At Bir Emergency Hospital, doctors were last night fighting to treat the wounded and save lives of dozens of badly injured victims of the tremor. Gajendra Mani Shah, a doctor, said he was dealing mainly with head traumas and limb injuries from falling rubble. He said the hospital had treated about 400 patients so far and that at least 50 had died. People were lying in rows on mattresses, surrounded by bloodsoaked tissues, and lined the corridors, hooked up to intravenous drips.
Another doctor, Erabesh Gyawali, said he rushed to the hospital after the first tremor hit. He and his wife were riding their scooter when the earthquake struck and were thrown off, narrowly missing being hit by falling rubble.
Pushpa Das, a Kathmandu labourer, was injured when a wall collapsed on him as he ran from his house. "It was very scary. The earth was moving," he told reporters as he waited for treatment outside one hospital. As he spoke, dozens more showed up with injuries, mostly from falling bricks. Kathmandu's international airport was shut down.
Subarna Khadka was bathing when the first tremor happened, but couldn't escape because the earthquake jammed his bathroom door. "I almost lost my hope of life. I was trapped. But my wife rescued me once the shaking got quiet. I could only pray to God for life."
At the main hospital in Kathmandu, volunteers formed human chains to clear the way for ambulances to bring in the injured, while across the city, rescuers scrabbled through the rubble of destroyed buildings, among them ancient, wooden Hindu temples, in search of victims. Last night thousands in Kathmandu were bedding down in the open air after Nepal's national radio warned people to stay outdoors because of the danger that more aftershocks might occur. "Everyone is scared of a repeat," said 29-year-old Rabin Shakya. "I rushed outside when I felt the earthquake.

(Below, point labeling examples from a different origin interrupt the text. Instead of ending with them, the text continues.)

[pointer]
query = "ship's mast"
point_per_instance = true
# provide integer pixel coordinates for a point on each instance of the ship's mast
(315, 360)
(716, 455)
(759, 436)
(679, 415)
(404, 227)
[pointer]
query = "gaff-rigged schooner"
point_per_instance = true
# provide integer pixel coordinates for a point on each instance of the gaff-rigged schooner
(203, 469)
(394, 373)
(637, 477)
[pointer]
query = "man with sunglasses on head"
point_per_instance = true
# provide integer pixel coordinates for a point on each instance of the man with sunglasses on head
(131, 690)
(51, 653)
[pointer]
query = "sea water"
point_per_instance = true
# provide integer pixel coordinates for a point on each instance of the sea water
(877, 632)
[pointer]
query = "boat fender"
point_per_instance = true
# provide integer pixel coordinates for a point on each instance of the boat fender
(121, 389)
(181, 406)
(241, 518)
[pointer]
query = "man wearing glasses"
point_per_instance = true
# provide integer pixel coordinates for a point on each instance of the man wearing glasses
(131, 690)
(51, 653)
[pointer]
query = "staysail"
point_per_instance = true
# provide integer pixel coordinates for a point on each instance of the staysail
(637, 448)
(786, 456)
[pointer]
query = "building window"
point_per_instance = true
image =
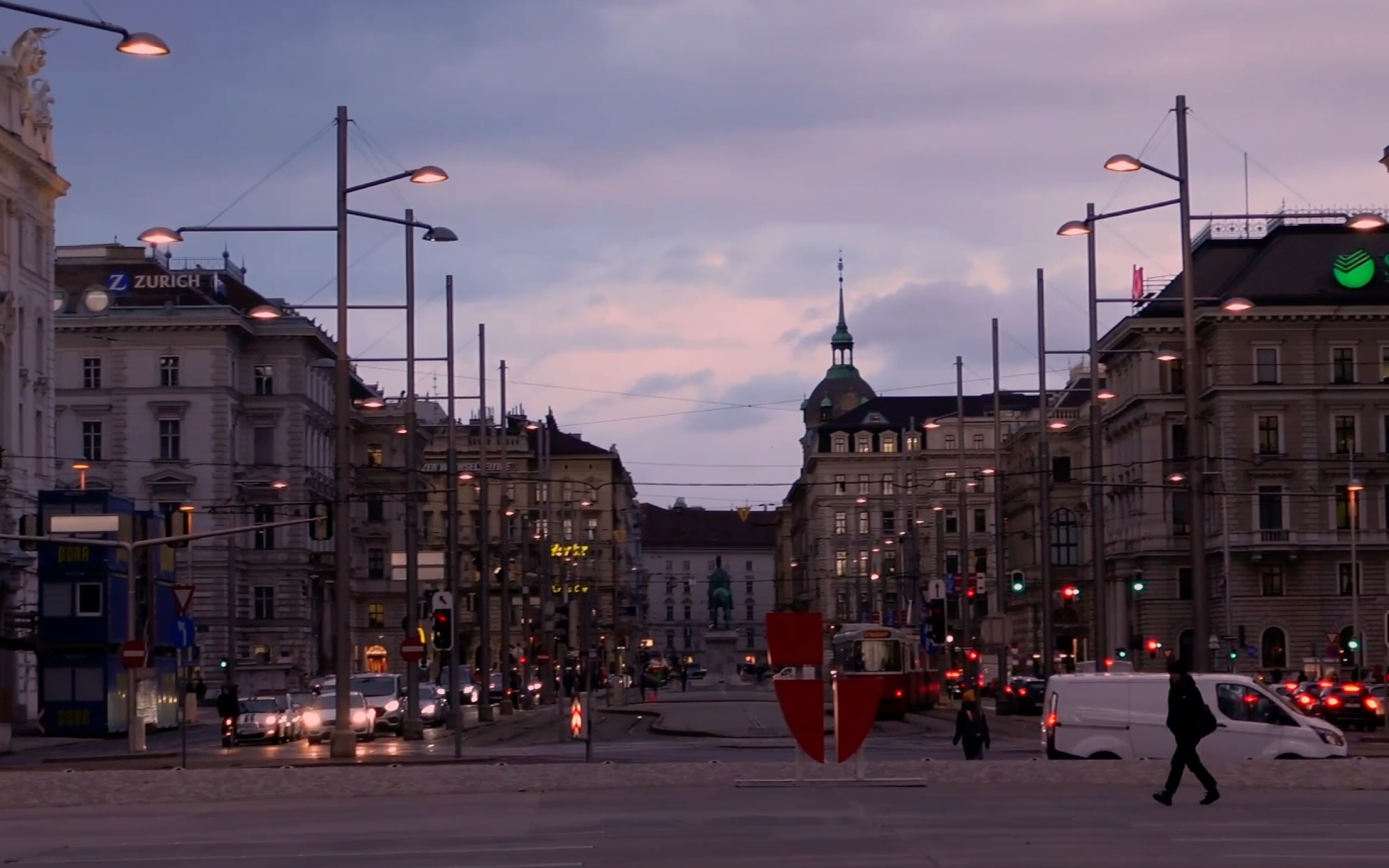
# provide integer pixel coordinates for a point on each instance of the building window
(171, 436)
(263, 445)
(1348, 509)
(264, 596)
(89, 599)
(1066, 539)
(1343, 364)
(1274, 649)
(1343, 435)
(1270, 436)
(1343, 580)
(90, 441)
(264, 537)
(1270, 507)
(1181, 514)
(90, 372)
(168, 371)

I was terrified. I've stayed outside all day."
On one patch of ground in Kathmandu, three children huddled under a blanket. Ragan Karki (16) said he and his siblings had come there to seek shelter for the night and were waiting for their parents to join them. They had been in their third-floor apartment when the earthquake struck. Ragan's 12-year-old brother, Ryan, added: "I was scared, but I didn't cry."

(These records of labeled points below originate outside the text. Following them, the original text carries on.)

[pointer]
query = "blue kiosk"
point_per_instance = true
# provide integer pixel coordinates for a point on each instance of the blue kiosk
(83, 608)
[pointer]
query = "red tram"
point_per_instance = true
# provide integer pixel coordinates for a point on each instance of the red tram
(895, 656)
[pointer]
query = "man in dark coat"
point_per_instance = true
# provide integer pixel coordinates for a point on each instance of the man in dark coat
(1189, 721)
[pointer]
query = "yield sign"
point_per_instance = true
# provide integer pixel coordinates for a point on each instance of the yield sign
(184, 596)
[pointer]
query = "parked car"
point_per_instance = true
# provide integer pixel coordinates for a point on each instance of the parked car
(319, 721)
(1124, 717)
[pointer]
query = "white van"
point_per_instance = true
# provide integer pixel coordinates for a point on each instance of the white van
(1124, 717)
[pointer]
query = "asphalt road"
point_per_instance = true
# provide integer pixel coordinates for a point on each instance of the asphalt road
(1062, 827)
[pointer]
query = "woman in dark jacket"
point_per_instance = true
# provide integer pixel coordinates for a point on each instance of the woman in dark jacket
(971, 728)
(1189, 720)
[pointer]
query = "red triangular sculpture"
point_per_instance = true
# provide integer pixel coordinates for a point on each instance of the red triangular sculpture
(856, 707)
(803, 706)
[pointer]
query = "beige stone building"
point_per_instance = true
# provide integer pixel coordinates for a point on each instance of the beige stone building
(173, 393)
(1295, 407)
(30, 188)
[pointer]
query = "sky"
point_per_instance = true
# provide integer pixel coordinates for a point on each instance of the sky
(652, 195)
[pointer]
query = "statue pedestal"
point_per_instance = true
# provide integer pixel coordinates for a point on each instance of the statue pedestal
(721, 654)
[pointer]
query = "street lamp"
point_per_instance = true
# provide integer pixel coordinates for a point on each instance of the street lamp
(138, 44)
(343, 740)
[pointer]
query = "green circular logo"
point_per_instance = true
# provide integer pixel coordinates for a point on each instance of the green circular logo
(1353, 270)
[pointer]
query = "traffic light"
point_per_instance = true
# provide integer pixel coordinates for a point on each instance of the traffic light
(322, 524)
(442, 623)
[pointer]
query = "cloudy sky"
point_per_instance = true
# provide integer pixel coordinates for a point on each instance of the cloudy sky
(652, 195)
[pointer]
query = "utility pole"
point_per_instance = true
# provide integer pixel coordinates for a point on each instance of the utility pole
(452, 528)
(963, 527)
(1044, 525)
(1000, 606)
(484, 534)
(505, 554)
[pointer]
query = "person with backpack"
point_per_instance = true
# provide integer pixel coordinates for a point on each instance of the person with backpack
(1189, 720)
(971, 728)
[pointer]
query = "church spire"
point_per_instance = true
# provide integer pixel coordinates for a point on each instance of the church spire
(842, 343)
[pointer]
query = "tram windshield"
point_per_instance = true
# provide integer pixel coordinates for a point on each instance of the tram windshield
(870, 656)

In the community of Nyakha Chowk, 1,500 residents assembled around a Buddhist temple for the night where dinner was being cooked in two giant pots. "Everyone has made a donation," said Vidho Ratna.
While the extent of the damage and the scale of the disaster are yet to be ascertained, the earthquake is likely to put a huge strain on the resources of this poor country, best known for the highest mountain in the world and its rich Hindu culture. The economy of Nepal is heavily dependent on tourism, principally trekking and Himalayan mountain climbing.

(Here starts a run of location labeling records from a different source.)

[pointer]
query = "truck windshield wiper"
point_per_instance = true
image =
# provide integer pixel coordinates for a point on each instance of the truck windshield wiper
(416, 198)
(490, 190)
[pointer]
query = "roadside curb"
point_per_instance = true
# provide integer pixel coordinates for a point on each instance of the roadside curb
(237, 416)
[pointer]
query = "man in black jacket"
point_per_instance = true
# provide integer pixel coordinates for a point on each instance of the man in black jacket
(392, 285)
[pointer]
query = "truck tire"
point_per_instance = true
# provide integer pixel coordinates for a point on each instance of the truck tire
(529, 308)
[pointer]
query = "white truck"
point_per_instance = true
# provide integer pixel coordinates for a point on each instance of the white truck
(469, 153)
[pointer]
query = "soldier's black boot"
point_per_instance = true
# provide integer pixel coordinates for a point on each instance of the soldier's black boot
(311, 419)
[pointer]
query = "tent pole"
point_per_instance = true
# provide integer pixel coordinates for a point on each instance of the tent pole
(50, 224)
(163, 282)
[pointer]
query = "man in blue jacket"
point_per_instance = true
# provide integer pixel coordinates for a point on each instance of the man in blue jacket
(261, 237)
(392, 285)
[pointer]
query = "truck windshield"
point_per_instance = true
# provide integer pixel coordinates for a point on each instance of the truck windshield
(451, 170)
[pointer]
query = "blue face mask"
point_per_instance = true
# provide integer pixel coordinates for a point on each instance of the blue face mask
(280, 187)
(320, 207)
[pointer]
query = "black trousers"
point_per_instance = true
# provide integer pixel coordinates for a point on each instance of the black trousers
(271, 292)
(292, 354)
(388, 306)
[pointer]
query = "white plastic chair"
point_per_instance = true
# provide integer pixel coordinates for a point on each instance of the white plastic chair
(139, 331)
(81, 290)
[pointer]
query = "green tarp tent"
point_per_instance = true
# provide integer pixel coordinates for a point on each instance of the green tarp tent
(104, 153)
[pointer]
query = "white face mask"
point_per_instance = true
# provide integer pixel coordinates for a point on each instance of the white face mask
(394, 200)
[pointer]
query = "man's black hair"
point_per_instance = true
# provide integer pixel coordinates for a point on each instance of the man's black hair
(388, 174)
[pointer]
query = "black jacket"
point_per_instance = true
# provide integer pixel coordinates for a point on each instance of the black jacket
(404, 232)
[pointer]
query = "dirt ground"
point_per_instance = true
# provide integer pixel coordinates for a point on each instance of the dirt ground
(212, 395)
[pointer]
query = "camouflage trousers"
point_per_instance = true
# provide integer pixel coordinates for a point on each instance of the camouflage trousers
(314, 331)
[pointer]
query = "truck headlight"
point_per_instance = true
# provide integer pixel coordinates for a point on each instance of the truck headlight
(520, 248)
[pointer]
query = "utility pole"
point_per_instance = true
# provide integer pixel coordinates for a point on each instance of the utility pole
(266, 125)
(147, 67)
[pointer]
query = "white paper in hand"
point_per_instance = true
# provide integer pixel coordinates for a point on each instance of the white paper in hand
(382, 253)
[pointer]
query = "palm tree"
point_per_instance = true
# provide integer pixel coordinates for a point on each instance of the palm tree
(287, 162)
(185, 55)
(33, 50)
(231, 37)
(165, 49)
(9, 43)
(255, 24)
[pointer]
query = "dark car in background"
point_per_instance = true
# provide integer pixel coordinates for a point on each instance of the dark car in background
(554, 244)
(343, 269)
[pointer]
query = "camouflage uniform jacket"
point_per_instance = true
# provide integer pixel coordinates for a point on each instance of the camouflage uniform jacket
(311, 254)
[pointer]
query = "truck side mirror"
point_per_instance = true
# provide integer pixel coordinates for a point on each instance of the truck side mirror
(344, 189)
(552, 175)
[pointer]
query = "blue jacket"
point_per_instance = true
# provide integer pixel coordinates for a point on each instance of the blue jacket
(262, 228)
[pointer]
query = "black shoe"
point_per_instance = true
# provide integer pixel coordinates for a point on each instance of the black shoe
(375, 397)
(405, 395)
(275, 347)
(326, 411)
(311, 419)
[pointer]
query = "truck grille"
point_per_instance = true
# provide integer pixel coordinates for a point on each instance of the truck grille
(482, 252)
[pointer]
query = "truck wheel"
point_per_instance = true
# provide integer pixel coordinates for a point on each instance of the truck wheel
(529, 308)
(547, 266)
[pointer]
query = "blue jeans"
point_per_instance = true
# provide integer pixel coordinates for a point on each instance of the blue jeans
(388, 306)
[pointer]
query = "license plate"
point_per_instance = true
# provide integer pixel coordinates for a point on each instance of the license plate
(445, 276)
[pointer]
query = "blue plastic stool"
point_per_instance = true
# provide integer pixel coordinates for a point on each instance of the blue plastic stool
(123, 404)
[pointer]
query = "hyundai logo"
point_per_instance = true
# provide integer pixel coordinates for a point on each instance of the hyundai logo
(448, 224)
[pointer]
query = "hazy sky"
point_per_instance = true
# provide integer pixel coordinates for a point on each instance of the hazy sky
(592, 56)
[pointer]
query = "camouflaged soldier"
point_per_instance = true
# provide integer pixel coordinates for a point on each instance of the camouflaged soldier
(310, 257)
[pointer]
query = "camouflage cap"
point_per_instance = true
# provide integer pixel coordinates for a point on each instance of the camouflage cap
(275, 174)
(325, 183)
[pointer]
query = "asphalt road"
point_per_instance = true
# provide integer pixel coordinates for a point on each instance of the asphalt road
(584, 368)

Among the buildings destroyed by the earthquake was the Unesco-listed Dharahara Tower. The 60m tower was built in 1832 for the Queen of Nepal. Yesterday, all that remained of the lighthouse-like building was a jagged stump just 10m high. Sujata Thapa (22) said he was passing Dharahara when the quake struck. "I stood still. In a few seconds, I saw Dharahara falling down. People were screaming."
The tower was a popular tourist destination and every weekend hundreds of people paid to go up to the viewing platform on its eighth storey. It is not yet clear how many tourists were on the tower when it collapsed, though several bodies were later extracted from the ruins. Video footage also showed people digging through the rubble of the collapsed tower, looking for survivors.